Three decades into a 120-year trip to colonise a new world, two of the starship Avalon’s passengers emerge from cryosleep prematurely. With nearly a century to go and no way back, Jim (Chris Pratt) and Aurora (Jennifer Lawrence) are, for all intents and purposes, the last two people alive.
If your money was on Bridget Jones’s Baby or Allied for 2016’s most heart-fluttering romance, The Imitation Game’s Morten Tyldum just cost you some cash. Neither the stammering charms of Mark Darcy nor Marion Cotillard and Brad Pitt’s torrid World War II affair manage the emotional tug of this unlikely three-hander about a pair of space travellers and a robot bartender.
New lovers act like they’re the only ones in the world, but Passengers’ dreamy-eyed duo become precisely that after an interstellar commute is disrupted by asteroids on the line. A cascade of system failures leads to a hibernation malfunction and, while their 5,000 neighbours sleep, Jim (Chris Pratt) and Aurora (Jennifer Lawrence) wander the ship alone.
As surprisingly traditional as it is undeniably effective.
Unorthodox the setting might be, but the blossoming romance is entirely familiar — from bantering over lunch to sharing a box of popcorn at the cinema. It just happens to play out within the glossy white halls of a starship resembling an Apple-sponsored shopping mall. Pratt and Lawrence are magnetic as the literal star-crossed lovers, convincingly seduced by each other over the passage of time; an awkward, space-suit-bumping kiss giving way to a passionate, Cheerios-all-over-the-floor breakfast shag.

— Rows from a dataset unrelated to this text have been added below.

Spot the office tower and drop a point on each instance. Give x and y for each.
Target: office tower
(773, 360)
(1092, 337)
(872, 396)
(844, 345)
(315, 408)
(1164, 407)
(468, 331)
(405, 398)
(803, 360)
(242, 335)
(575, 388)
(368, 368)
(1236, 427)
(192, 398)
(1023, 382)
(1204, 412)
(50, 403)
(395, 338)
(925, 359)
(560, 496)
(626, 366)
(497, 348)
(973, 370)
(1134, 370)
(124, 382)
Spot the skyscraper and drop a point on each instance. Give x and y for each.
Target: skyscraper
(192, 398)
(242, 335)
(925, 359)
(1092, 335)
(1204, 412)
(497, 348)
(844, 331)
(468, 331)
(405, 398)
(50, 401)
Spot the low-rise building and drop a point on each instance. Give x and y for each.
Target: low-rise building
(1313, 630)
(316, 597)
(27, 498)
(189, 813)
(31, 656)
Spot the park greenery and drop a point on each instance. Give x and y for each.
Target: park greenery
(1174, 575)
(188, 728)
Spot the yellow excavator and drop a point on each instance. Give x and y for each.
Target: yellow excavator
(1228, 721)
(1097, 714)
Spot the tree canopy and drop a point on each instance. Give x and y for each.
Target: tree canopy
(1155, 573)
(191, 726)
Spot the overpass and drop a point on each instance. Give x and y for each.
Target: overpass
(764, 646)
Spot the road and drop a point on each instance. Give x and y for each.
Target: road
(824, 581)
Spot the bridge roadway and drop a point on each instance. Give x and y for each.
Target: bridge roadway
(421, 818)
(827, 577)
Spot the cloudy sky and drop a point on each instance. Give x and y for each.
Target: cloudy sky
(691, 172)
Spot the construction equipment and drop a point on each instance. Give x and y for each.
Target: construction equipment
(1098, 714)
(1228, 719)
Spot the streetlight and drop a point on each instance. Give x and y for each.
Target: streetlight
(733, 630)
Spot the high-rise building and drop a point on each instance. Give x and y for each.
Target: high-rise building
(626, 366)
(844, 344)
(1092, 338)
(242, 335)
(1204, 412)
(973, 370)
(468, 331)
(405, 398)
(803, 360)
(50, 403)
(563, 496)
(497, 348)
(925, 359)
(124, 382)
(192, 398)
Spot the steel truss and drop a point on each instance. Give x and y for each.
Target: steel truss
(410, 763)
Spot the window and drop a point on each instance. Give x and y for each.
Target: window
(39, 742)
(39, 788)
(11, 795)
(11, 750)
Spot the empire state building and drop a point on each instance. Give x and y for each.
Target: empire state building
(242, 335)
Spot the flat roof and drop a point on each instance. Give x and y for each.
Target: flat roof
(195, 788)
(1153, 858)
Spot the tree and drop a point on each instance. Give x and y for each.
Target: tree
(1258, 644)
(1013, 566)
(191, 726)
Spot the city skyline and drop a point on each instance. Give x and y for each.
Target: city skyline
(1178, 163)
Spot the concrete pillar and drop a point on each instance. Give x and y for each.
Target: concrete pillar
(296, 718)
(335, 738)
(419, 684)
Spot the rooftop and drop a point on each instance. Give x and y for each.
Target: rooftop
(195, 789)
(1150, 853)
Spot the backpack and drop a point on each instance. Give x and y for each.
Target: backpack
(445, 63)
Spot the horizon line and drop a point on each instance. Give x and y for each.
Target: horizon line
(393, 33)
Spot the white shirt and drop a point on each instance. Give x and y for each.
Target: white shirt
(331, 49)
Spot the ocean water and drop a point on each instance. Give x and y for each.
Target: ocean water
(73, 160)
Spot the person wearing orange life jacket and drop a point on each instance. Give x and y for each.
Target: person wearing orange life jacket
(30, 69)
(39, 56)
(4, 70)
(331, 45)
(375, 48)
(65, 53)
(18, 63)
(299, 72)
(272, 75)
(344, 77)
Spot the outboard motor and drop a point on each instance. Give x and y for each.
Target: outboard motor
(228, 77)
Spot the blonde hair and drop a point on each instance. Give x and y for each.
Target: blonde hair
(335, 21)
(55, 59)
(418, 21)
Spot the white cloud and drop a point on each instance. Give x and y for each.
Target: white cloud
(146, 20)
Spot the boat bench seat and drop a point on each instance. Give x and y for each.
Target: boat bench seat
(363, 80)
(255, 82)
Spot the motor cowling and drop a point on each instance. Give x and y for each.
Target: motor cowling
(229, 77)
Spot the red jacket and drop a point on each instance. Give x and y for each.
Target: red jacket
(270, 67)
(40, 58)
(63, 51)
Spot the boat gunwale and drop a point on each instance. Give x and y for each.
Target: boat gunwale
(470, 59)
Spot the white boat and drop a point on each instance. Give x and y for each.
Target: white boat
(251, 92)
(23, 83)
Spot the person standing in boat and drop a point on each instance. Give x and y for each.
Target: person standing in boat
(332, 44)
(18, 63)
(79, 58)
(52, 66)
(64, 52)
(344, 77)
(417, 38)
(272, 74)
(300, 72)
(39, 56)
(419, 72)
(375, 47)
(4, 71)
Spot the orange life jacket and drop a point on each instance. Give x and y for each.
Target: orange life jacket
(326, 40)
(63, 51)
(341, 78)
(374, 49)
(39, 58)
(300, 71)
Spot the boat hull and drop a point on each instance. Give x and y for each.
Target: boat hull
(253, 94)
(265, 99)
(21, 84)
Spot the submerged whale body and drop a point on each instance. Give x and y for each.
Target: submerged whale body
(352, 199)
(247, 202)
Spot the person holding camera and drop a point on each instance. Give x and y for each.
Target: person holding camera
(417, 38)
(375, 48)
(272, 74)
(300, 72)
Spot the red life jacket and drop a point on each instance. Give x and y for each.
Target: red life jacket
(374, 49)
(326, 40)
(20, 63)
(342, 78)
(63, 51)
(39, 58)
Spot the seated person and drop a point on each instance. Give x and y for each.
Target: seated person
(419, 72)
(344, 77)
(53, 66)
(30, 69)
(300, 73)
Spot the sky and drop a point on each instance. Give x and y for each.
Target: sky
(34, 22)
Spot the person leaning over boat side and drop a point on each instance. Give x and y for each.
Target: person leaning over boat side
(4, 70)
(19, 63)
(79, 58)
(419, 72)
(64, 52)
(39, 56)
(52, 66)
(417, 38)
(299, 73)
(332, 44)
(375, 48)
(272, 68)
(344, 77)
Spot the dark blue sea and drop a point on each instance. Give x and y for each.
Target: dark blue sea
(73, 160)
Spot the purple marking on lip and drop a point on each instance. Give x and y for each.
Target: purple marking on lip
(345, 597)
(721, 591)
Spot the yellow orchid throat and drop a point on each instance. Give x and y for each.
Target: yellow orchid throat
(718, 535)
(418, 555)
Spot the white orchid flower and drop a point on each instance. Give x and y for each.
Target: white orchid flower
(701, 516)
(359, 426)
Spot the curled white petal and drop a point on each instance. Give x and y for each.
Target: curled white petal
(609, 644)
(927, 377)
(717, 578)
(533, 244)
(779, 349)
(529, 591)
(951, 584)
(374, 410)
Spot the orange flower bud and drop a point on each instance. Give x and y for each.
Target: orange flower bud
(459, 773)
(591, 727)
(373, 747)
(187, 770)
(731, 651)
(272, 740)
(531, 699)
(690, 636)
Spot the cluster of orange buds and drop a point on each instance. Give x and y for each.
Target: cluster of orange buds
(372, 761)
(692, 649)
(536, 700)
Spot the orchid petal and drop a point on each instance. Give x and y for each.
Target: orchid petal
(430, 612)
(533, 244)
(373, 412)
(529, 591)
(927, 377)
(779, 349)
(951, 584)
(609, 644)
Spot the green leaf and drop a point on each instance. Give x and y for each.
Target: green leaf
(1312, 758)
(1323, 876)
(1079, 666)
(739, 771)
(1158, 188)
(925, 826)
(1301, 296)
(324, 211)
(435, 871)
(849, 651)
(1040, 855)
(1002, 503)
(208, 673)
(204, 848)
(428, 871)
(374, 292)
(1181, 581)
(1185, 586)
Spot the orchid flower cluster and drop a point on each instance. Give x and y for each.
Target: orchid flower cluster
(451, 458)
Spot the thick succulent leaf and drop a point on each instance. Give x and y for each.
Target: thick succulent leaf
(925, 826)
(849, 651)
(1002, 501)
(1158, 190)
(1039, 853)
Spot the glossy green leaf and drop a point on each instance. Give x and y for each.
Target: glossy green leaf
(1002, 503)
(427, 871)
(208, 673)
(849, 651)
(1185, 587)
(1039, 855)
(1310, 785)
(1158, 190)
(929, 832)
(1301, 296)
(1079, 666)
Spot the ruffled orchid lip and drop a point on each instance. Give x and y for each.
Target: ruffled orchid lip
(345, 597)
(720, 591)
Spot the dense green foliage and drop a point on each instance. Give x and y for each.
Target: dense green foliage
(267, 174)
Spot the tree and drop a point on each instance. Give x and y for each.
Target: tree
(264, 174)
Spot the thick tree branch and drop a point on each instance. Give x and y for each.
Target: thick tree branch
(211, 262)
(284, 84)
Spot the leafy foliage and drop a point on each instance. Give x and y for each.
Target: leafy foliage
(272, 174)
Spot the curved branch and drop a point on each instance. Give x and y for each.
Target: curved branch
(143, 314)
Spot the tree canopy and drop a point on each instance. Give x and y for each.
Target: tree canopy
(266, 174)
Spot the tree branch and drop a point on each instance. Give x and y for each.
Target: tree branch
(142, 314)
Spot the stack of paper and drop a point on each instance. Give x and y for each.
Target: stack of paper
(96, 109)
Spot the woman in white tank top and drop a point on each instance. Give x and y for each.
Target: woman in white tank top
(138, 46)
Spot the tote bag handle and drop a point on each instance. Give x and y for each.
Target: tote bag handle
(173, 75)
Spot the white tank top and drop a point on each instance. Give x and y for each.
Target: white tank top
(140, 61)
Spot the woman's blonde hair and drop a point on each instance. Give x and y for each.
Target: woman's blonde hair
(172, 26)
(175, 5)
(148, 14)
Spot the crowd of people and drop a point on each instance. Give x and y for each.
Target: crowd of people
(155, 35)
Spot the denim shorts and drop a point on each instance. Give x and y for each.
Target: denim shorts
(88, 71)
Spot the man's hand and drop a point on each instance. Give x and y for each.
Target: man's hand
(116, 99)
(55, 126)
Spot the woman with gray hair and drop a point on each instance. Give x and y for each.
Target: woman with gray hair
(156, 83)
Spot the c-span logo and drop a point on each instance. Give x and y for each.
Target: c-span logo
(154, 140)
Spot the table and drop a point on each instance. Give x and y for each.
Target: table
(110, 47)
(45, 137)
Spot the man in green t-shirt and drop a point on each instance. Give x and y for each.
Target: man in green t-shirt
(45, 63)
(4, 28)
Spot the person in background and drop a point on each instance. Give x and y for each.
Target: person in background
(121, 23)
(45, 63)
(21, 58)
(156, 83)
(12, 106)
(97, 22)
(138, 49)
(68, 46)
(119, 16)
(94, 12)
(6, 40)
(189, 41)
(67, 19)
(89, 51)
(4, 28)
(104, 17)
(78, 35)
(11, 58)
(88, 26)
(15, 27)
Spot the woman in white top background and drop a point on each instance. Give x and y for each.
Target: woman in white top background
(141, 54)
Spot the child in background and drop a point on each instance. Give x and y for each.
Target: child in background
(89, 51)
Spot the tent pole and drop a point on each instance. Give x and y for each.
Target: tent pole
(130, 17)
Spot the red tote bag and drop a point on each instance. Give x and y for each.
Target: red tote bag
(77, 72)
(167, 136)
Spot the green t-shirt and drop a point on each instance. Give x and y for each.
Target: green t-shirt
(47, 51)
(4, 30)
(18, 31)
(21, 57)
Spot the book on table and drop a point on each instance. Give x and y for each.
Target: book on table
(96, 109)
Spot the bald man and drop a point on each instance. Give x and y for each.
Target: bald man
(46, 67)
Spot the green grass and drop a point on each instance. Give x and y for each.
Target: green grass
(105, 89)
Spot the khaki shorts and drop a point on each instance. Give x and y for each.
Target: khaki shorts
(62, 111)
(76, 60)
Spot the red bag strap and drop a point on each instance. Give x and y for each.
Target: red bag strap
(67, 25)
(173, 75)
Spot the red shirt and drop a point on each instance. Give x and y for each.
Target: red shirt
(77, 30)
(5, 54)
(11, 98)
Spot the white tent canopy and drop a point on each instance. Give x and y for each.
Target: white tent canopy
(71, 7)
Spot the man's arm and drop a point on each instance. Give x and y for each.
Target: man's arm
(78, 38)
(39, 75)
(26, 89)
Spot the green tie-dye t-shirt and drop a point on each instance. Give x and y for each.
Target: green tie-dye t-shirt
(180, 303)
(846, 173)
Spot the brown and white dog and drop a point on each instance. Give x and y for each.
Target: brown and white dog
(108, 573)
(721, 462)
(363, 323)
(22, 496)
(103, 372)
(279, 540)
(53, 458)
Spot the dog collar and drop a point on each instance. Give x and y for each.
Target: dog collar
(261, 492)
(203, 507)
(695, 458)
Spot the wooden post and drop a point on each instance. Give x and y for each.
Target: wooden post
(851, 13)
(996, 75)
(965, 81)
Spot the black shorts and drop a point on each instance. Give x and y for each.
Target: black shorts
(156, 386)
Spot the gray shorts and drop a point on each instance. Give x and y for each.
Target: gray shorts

Aside from an obtuse computer (voiced by London Underground’s Emma ‘Mind The Gap’ Clarke) and a clutch of skittering Roombas, their only company is Michael Sheen’s sagacious android barman. Arthur is the couple’s only sounding board — part relationship counsellor, part conscience and occasionally a necessary plot device. Sheen injects a welcome third perspective, breaking into the lovers’ solipsism and laying bare their flaws — which are more than just passing. Jim and Aurora’s relationship is built on a lie, one that covers obsession, self-interest and crushing guilt. The love story, far from saccharine, unfolds to provide the darker aspects of need and greed ample room to fester.
The couple’s divergent backgrounds make for early comedic fodder (her ‘Gold Class’ breakfast leaves him staring mournfully at a bowl of cosmic Weetabix), while Aurora’s introduction to the ship’s leisure facilities conjures images of Jack and Rose dancing in steerage. The Titanic parallels are felt throughout, sometimes in explicit nods (a giddy space walk stands in for ‘flying’ on the prow) and elsewhere in the films’ broader structure. Much like Cameron’s nautical yarn, Passengers’ early love story gives way to a latter disaster flick: metaphorically as the couple’s relationship is riven by betrayal, then literally as the malfunctioning Avalon begins a spiral towards destruction.
Having survived a trip almost as drawn-out and uncertain as the Avalon’s (Jon Spaihts’ screenplay appeared on The Black List back in 2007), Passengers is as surprisingly traditional as it is undeniably effective. A timeless romance wedded to a space-age survival thriller, it may be a curious coupling but Tyldum’s Turing follow-up is a journey well worth taking.
Titanic amongst the stars — this is a touching, heartfelt tale of loss and love for the Gravity generation.